The BBC Scottish Symphony Orchestra responded with the kind of robust, sonorous playing they tend to apply to romantic music, and it was hard not to be seduced: beefy brass, gutsy, velvety strings, gentle, rounded winds – a sumptuous sound, although a bit too thick at times. Wilson added a chipper, bustling energy that suited Walton's Portsmouth Point overture perfectly. But he needed to find more ebb and flow in Holst's Ballet Music from The Perfect Fool and Bax's The Garden of Fand, especially at climaxes, and a wider range of moods and colours. The opening of the Holst was slow, sludgy and contained some unusually scrappy strings.
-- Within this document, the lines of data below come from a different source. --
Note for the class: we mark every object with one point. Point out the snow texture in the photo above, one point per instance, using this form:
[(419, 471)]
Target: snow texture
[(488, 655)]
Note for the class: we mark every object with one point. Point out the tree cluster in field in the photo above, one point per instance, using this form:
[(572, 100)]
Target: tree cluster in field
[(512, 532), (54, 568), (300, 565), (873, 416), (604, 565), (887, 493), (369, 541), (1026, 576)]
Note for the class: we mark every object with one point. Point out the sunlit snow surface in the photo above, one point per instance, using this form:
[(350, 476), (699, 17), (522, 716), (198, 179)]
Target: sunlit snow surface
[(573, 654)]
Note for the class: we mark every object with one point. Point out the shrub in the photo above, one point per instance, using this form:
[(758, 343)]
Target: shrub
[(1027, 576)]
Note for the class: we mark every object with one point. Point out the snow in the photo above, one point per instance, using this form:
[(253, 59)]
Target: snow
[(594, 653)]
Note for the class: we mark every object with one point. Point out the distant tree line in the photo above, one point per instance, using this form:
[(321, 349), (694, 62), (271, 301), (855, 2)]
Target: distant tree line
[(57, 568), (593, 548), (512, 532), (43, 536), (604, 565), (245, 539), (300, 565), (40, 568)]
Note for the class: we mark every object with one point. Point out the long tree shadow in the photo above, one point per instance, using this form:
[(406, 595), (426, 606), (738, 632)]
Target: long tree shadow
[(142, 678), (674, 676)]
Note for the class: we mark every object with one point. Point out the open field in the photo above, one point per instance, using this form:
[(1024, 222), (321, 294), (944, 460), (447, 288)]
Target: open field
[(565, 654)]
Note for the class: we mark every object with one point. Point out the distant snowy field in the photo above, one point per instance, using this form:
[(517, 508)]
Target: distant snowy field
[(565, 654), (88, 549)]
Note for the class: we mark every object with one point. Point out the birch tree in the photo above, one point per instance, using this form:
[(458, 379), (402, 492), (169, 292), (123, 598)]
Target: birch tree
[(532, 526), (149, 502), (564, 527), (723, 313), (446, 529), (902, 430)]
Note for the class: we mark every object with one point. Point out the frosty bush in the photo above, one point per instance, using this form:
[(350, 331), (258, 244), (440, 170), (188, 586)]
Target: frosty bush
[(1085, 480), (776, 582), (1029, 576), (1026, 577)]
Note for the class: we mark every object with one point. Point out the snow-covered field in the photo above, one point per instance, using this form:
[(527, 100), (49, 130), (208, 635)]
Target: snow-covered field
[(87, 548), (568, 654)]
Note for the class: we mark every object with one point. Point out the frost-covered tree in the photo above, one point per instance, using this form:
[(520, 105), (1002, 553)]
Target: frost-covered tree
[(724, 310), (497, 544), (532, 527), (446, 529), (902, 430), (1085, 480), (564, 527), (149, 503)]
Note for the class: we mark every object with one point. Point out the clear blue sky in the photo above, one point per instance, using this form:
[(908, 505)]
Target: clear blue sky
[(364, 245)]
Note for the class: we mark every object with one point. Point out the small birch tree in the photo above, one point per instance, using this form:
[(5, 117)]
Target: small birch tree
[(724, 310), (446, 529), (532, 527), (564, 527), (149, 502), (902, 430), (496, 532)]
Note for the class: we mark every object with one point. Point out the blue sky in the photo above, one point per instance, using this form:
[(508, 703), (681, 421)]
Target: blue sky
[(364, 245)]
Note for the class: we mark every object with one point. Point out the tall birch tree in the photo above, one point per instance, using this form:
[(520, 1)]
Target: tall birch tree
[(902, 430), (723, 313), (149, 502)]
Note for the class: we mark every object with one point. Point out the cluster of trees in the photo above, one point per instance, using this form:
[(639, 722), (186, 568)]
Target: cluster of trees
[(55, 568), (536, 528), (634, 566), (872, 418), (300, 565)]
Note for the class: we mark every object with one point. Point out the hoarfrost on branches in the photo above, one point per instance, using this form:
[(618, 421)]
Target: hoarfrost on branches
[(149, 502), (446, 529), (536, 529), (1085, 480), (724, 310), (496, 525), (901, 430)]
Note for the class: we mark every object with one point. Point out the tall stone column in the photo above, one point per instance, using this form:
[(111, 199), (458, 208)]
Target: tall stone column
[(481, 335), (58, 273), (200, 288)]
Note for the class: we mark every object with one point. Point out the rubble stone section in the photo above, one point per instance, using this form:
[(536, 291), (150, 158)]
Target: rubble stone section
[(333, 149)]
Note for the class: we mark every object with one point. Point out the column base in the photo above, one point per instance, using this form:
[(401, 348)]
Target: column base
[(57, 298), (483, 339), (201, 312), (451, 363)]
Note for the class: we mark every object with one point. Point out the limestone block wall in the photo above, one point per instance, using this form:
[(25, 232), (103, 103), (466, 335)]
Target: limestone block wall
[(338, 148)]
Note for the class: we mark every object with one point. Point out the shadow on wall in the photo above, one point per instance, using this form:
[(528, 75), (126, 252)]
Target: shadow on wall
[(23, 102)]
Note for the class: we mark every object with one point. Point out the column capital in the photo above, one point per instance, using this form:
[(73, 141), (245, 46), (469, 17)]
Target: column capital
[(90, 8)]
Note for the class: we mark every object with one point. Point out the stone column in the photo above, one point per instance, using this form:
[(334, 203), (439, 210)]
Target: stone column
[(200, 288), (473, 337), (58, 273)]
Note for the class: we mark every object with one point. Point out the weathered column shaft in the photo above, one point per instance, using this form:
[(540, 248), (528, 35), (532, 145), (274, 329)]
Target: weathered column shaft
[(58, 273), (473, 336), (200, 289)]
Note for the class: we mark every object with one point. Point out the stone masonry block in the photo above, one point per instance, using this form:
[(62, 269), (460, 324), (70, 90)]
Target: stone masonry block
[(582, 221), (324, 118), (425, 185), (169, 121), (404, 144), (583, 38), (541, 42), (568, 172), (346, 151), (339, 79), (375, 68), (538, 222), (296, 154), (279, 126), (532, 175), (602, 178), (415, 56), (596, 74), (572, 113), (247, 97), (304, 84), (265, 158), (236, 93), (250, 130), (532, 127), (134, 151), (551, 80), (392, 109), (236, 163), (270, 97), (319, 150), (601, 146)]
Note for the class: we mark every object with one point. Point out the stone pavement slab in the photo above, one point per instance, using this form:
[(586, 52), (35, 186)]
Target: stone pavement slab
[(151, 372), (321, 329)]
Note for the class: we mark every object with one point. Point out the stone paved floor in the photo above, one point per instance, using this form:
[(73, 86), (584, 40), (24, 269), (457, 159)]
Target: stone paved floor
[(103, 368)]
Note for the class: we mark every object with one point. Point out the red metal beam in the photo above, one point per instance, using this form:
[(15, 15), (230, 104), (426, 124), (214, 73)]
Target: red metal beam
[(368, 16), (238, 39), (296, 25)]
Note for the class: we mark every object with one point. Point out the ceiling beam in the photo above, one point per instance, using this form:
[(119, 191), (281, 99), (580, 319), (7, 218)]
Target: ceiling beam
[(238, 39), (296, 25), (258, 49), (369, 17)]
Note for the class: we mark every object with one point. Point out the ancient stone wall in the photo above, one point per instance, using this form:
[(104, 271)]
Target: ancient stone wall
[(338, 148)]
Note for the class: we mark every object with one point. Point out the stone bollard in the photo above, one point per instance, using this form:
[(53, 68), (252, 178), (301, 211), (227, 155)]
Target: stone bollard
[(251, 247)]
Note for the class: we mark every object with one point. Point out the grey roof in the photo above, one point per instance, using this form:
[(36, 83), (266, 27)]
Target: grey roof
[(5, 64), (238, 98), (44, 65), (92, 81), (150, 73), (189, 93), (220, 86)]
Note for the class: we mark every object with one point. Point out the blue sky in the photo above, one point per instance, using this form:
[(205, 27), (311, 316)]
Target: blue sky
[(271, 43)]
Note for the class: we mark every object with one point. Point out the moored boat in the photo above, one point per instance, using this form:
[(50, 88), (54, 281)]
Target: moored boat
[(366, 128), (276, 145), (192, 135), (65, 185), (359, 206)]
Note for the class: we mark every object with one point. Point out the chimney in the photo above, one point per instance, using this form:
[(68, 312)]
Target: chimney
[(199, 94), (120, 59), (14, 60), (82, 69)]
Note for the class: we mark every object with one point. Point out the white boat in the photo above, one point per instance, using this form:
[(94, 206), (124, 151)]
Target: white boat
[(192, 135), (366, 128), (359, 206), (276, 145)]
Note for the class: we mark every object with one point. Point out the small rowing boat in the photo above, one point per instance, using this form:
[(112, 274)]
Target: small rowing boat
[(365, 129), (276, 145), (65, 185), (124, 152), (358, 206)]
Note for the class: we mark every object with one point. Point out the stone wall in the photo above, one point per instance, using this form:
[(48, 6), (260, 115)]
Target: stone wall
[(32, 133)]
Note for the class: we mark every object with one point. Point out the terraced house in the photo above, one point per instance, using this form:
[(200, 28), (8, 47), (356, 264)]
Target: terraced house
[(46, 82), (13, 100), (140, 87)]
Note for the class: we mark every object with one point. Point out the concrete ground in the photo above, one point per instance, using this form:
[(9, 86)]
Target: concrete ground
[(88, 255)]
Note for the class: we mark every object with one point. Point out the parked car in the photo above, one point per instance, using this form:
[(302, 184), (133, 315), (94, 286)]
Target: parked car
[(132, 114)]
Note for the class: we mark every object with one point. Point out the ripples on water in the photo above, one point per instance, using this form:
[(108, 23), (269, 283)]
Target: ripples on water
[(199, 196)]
The highlight was Finzi's Cello Concerto, which – at 40 minutes – took up the bulk of the programme. This was the first time Wilson and soloist Paul Watkins had performed the piece, and Watkins attacked its dense, overwrought lines with fearless intensity. Even if the balance in the first movement wasn't right (the orchestra was too loud for the cello, despite Watkins's hearty, husky sound), it was Watkins who drove the performance. This concerto is like an English landscape under English weather: now dark and brooding, now bathed in pretty sunlight. Watkins struck an ideal balance, and even managed to make the dubiously jocund finale sound worthwhile.